In the letter, Baloch has also requested police authorities to tighten security around the village, following the threats on October 1.


In another case, more than two years after it was confirmed that the remains found were human, the police have finally registered an FIR for murder of three people and rioting in Dahod district:



Despite the FIR, the accused named in it are roaming free. Among the accused identified by Siraj are one forest guard Saburbhai Hemabhai Sangada of Palana village, Limkheda-based bootlegger with political connections Dinesh Nandlal Shah and Babubhai Bodhar Baria of Palli.

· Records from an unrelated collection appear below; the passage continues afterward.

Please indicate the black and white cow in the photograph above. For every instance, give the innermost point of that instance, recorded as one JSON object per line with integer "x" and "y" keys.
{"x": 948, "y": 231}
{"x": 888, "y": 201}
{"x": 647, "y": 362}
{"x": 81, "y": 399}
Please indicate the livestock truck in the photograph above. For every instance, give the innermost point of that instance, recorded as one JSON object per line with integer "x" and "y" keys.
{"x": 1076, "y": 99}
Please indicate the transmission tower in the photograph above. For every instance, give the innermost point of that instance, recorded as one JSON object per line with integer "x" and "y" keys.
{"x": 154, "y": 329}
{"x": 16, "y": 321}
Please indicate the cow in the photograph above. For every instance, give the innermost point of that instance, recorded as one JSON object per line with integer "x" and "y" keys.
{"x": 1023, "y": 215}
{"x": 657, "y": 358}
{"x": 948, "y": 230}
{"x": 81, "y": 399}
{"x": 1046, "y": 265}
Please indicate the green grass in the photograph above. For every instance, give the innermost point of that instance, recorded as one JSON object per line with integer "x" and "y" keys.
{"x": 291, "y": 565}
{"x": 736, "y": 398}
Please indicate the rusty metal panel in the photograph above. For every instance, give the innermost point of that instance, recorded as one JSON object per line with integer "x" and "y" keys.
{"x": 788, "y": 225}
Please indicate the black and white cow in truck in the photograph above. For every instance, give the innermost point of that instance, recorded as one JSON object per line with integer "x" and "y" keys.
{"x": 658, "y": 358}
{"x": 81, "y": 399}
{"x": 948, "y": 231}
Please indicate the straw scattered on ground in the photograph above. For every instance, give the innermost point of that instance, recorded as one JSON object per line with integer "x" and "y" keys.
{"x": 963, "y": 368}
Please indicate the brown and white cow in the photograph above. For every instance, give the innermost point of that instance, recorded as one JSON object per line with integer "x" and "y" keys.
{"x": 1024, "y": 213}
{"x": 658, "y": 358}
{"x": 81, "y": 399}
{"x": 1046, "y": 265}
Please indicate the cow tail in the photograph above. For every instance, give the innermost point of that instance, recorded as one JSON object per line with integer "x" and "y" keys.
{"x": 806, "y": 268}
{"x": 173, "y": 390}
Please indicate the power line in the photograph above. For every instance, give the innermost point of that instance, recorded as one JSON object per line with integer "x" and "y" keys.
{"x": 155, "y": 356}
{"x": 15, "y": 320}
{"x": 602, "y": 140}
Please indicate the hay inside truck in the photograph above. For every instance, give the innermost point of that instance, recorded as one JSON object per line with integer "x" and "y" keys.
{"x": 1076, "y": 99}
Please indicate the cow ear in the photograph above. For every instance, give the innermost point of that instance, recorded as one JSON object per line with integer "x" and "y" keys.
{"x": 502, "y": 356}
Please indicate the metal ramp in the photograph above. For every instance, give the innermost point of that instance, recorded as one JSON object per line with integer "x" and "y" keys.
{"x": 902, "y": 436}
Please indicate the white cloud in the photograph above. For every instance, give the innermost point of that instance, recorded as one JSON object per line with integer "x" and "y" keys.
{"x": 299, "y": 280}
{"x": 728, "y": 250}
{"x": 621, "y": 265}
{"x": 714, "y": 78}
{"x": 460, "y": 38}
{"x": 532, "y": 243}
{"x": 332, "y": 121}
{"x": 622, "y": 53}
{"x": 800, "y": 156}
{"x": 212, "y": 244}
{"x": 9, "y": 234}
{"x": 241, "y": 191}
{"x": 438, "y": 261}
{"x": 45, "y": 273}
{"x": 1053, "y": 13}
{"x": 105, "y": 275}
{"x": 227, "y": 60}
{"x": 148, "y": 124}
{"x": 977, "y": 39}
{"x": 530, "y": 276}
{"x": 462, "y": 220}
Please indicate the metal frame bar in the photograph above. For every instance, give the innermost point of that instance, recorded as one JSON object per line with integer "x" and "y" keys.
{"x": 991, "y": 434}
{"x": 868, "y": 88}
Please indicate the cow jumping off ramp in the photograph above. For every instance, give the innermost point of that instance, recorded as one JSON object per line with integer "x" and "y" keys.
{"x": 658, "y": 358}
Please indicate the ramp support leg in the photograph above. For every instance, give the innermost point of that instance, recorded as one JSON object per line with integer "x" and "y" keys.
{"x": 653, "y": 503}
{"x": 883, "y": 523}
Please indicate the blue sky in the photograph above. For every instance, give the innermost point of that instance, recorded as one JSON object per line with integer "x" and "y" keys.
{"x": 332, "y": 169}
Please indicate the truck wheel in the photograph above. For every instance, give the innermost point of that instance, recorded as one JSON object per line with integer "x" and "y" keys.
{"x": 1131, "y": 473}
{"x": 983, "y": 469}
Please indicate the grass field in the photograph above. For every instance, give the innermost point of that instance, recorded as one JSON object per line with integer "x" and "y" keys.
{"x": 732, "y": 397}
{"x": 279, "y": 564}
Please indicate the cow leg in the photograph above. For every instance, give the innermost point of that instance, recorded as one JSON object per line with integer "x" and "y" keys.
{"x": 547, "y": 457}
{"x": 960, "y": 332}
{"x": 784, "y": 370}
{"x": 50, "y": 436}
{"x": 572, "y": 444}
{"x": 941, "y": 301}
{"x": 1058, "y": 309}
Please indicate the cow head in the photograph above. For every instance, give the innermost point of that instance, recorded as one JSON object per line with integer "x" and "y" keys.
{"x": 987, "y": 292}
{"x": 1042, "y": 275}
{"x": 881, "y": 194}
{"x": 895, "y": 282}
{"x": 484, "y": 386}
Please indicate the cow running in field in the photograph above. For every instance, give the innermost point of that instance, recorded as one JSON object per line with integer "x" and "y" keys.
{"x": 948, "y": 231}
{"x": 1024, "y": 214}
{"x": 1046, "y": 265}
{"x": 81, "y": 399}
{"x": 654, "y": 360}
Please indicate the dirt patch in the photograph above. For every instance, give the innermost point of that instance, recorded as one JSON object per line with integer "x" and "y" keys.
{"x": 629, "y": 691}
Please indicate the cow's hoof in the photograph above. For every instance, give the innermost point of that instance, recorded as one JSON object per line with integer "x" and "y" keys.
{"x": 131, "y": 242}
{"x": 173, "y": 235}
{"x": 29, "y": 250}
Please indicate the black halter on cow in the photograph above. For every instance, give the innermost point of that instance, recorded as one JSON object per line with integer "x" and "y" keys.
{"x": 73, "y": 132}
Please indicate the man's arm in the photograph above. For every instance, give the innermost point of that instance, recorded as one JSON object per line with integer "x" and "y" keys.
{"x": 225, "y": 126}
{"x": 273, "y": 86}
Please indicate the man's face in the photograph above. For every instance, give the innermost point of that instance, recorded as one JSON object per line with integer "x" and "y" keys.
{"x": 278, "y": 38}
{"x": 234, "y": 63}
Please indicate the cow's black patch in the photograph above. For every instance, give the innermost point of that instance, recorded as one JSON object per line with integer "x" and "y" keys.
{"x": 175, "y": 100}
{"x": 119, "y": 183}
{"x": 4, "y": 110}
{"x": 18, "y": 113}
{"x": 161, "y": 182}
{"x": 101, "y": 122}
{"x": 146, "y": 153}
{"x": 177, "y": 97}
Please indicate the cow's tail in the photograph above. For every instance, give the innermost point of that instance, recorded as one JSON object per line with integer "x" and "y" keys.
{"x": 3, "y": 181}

According to the FIR, then Devgadh Baria police station Inspector R.S. Sharma, who had recorded Siraj’s [eyewitness] statement, did not register an FIR or make an attempt for DNA matching of the bones with surviving relatives. Later, Sharma registered a missing persons’ complaint despite Siraj’s protests. Sharma, when asked why he had not registered the FIR in 2002 and had entered it as a missing persons’ case, said: ‘‘I had done so because Siraj had told me that they were missing.’’ When asked why an FIR was not registered even after the bones were confirmed to be human, he said: ‘‘I did not have time as I was too busy with law and order duty.’’


In the cross-examination of a police inspector in the Gulbargh Society massacre case, revolving around the murder of 39 people, the inspector finally admitted that the police theory that MP and victim Ahsan Jafri fired on the mob, provoking it to attack, is not true.